Move raises questions about how much time volunteers waste on city-driven planning exercises

COLUMBIA, 10/10/12 (Beat Byte) -- For citizen volunteers who spend untold hours on city-driven planning exercises like visioning, charrettes, and special committees, a September report from city administrators may be bad news.

In a series of one-line dismissals, the report signed by city manager Mike Matthes advises the Columbia City Council against seven Vision Report recommendations.

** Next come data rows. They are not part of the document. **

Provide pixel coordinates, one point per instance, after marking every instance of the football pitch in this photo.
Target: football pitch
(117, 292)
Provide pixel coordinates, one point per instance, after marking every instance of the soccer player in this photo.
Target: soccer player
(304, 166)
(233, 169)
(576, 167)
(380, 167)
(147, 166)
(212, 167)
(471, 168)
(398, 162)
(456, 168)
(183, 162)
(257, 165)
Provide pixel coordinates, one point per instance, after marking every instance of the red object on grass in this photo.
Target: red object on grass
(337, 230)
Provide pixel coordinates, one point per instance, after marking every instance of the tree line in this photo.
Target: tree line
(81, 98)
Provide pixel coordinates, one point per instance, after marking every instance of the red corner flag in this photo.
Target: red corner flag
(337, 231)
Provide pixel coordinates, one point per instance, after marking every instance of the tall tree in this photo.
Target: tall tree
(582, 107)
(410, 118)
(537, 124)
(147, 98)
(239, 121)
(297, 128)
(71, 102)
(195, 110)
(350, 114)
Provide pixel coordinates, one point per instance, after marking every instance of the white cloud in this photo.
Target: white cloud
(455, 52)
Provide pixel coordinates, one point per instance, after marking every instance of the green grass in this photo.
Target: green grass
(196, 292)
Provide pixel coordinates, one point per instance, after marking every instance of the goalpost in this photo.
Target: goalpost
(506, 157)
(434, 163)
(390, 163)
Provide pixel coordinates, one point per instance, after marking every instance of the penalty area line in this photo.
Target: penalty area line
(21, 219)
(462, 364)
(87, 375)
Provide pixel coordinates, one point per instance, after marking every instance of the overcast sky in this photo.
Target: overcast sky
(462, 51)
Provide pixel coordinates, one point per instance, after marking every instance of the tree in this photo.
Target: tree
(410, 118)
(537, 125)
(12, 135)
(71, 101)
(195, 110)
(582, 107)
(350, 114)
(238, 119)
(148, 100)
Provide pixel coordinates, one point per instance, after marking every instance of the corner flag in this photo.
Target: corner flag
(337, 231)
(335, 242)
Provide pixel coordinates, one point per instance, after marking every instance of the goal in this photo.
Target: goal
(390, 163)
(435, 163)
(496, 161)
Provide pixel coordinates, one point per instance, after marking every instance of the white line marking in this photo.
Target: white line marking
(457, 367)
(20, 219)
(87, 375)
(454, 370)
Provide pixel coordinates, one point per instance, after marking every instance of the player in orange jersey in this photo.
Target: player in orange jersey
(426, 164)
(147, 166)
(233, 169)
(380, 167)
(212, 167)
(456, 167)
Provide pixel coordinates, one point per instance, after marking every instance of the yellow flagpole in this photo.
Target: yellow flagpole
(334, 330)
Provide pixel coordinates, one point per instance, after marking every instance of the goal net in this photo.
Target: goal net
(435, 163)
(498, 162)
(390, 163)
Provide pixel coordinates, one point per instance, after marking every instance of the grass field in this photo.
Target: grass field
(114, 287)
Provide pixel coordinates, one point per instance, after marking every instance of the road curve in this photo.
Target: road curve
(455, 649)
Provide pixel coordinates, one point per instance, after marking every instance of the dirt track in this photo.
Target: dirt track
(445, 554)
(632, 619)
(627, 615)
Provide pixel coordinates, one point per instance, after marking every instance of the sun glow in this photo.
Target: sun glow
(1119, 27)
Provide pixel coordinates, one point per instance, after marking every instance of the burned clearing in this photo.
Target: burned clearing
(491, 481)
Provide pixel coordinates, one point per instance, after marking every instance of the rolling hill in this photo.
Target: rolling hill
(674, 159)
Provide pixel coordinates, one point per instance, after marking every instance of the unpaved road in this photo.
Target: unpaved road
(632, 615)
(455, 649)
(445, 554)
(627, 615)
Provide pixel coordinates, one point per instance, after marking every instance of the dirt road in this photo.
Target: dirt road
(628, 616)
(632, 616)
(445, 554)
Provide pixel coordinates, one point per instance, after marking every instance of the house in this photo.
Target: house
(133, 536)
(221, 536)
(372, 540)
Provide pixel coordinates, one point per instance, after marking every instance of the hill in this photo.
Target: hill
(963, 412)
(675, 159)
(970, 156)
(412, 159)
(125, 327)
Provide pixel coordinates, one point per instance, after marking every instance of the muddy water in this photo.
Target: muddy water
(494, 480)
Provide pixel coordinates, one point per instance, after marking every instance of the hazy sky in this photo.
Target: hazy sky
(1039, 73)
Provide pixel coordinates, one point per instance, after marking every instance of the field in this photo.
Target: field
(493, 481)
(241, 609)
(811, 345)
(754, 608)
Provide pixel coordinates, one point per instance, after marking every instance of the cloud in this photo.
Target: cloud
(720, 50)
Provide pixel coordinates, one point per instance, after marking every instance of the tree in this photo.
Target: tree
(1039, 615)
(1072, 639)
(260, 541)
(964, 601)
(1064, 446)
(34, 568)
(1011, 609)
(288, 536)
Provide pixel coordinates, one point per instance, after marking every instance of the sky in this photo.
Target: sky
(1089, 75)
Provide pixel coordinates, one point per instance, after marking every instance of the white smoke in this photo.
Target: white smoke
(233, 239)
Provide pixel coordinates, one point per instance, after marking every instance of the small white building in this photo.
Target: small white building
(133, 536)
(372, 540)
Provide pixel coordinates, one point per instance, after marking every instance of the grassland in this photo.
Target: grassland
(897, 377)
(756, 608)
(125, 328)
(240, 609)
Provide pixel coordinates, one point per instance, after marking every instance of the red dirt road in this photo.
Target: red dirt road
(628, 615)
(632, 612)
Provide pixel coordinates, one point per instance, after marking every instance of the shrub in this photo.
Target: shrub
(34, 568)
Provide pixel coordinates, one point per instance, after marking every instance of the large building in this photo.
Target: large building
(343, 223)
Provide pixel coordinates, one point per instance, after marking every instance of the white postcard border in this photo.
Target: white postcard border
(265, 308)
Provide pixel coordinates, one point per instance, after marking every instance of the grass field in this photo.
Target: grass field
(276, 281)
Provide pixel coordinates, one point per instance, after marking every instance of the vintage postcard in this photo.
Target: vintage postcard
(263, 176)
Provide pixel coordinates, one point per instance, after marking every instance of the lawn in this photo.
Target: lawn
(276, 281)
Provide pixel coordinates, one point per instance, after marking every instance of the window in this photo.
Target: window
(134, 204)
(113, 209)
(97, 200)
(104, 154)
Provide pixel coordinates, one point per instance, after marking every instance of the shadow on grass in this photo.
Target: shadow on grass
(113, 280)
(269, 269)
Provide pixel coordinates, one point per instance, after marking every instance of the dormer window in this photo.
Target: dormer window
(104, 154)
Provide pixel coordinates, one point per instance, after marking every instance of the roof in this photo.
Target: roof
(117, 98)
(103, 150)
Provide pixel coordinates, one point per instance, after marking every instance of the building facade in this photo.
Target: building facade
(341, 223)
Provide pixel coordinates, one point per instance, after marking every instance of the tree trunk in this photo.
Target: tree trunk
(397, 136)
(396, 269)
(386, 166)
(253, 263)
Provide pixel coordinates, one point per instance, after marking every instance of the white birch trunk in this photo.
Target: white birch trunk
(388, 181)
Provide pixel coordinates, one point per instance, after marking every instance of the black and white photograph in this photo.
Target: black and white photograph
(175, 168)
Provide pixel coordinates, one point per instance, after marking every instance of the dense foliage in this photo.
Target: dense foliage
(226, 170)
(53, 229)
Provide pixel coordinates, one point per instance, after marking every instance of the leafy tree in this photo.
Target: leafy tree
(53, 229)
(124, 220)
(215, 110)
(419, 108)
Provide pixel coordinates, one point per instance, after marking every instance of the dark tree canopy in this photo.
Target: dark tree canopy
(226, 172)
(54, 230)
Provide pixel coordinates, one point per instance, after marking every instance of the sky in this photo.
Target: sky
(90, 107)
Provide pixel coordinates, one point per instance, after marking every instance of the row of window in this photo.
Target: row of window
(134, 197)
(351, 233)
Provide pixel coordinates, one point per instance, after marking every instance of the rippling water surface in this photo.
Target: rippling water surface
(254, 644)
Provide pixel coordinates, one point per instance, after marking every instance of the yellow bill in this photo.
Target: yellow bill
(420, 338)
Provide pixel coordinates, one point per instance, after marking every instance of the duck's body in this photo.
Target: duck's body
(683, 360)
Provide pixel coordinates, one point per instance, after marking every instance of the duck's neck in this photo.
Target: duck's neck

Instead, Matthes and his team side with the city government status quo, supporting departments like REDI, which has become remarkably unpopular over its private business lobbying mission.

Known as Imagine Columbia's Future, city-driven visioning kicked off in 2007, with "citizen topic groups," paid consultants and city administrators who helped drive discussion, and ideas described in a Vision Report.
The report recommended creating a Landscape and Tree Board; but this September, city staff said "no," instead favoring city arborist Chad Herwald, whose recently-licensed side business -- Cambium Tree Experts -- continues causing controversy.

The Vision Report recommended six other ideas, including an Intercultural Council; city staff said no, with a one-line reason: "these issues are being addressed through other efforts...such as the annual diversity celebration."

A Regional Science and Technology Network should not be created, city administrators told the Council, because "these issues are being pursued by REDI and the City's Economic Development Department." Likewise, a Community Educational Facilities Commission is a bad idea because the Columbia Public School board already oversees educational facilities (like the $8 million admin headquarters and schools just now getting air conditioned).

A Transportation Advisory Commission, Natural Resources Committee, and Land Preservation Authority are also bad ideas from the Vision Report, city administrators say, because city government or other agencies already handles those areas.

The Vision Report rebuke should prompt future citizen participants to consider two questions: Do their ideas really matter at City Hall?

Or are they engaged in a time-wasting charade, with a veneer of public participation, designed to maintain a monopoly on policymaking enjoyed by a few local power players like REDI's corporate overseers?